Whoever it is, they’re in danger. The road wants a sacrifice. And whoever it is, they can still be saved, if I can just figure out how.
The Last Dance Diner, 2014
“Bobby has weaknesses,” says Mary. “Vanity. Pride.”
“Tell me something I didn’t know,” I mumble. I can’t meet her eyes. They all say that she has crossroads eyes. I thought that the first time that I saw her. How could I have been so stupid? How did I not see what she was?
“He’s bound by the crossroads, same as the rest of us,” says Mary. “He can chase you to the ends of the earth, because he raced you once, on Sparrow Hill Road, and you lost. He took the pink slip on your soul.”
“What?” I stare at her. “I never agreed—”
“You didn’t have to. You were alive and you were on the road. That meant you were in the race. That’s part of the rules for him: he has to find an in. He can challenge drivers, and he can demand that routewitches race him, but he can’t interfere with pedestrians. It’s against the rules.”
“So all I have to do is get people out of their cars and they’re safe?” That can’t be the answer. For one thing, I’ve seen him go after people on foot before. Amy, back in Wisconsin. She was on foot when Bobby Cross came for her. There has to be more to this than how you’re traveling.
“Not quite,” says Mary. “He’ll cheat if he thinks he can—if there’s no crossroads ghost or crossroads guardian nearby to remind him that he’s not allowed to play dirty. And that’s another thing. He has no power at the crossroads. Get there, and he can’t touch you.”
“But I might have to make a bargain if I want to stay, right?”
Mary looks away. Gotcha.
“All right, Mary. You’re telling me stuff, but you’re not telling me the one thing I really need to know. How do I stop him? How do I kill Bobby Cross?”
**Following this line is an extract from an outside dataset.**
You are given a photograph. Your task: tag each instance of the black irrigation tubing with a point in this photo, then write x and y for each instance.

She sighs. In that moment, she sounds very small, and very sad, and very much like a lost girl from Buckley. “You don’t,” she says. “He can’t be killed. But he can be weakened.”
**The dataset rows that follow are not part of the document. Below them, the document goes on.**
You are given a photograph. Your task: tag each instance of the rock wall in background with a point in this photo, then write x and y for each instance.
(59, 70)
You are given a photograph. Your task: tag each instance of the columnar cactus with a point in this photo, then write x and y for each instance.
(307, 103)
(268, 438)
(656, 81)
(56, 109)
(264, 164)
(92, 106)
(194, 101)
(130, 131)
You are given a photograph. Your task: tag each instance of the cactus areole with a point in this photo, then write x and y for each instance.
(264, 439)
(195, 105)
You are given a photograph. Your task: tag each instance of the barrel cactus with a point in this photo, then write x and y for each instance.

“All right,” I say. “That’s going to have to do. How do I weaken him?”
Mary looks back to me, eyes wide. Then, slowly, she smiles. “It’s the car,” she says. “Bobby has no power. It’s all in his car. Go for the tires, the windshield, anything to weaken him—to slow him down. If you can get him off the road, he’s stuck until the car repairs itself.”
“The car runs on ghosts, right?”
“Right, but it’s the miles that keep Bobby young. Ghosts go into the gas tank, the car keeps moving, Bobby Cross remains the man who never grows old. If he stops long enough, all those years will catch up with him.”
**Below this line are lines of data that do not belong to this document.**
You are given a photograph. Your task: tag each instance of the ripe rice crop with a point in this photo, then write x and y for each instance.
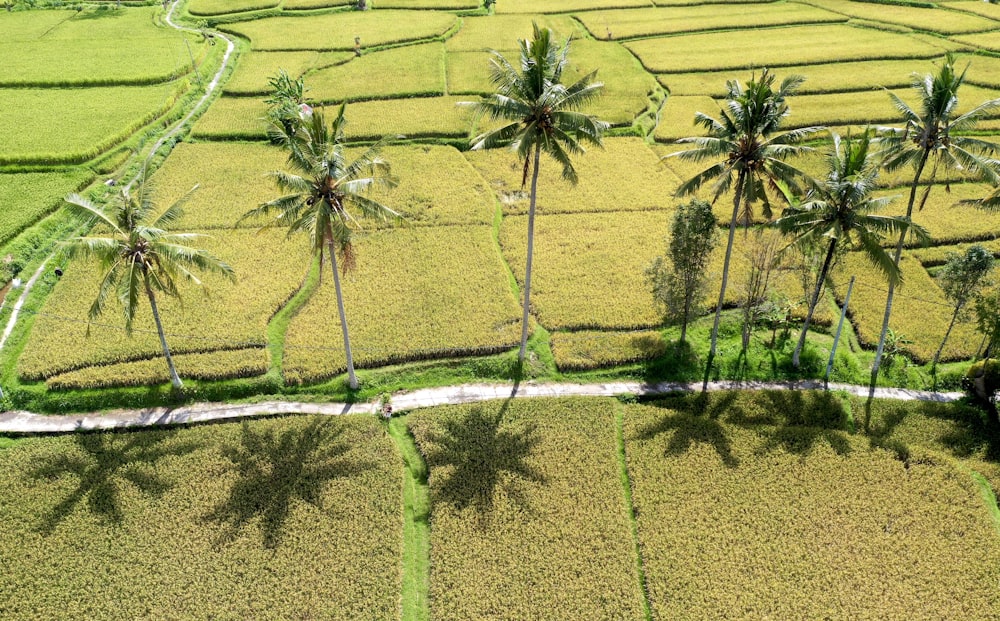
(221, 7)
(920, 312)
(233, 118)
(269, 269)
(939, 20)
(101, 117)
(605, 183)
(502, 32)
(801, 522)
(528, 514)
(254, 68)
(658, 21)
(772, 47)
(586, 350)
(408, 298)
(27, 197)
(413, 70)
(301, 517)
(207, 366)
(828, 78)
(336, 31)
(589, 269)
“Good to know.” It is good to know. I just don’t know how much good it’s going to do me. I can throw rocks. That’s about the extent of my car-destroying powers.
“It’s not much, I know. Still . . .”
“Every piece helps, Mary.” I’m surprised to realize that I mean it. “Someday, we’ll get that bastard off the ghostroads. At least now I understand why he’s so set on catching up to me. Every time I slow him down, I hurt him.” Maybe someday all those little delays will be enough to take him out for good. A girl can dream, can’t she?
Mary smiles like the sun coming over the Buckley hills, and flags down Emma. “I think this calls for burgers,” she says.
Daly, Maine, 1981
The surface of the road remains still and calm, but I can hear that car getting closer in the distance. Mary doesn’t seem to hear it yet. Mary’s not a road ghost.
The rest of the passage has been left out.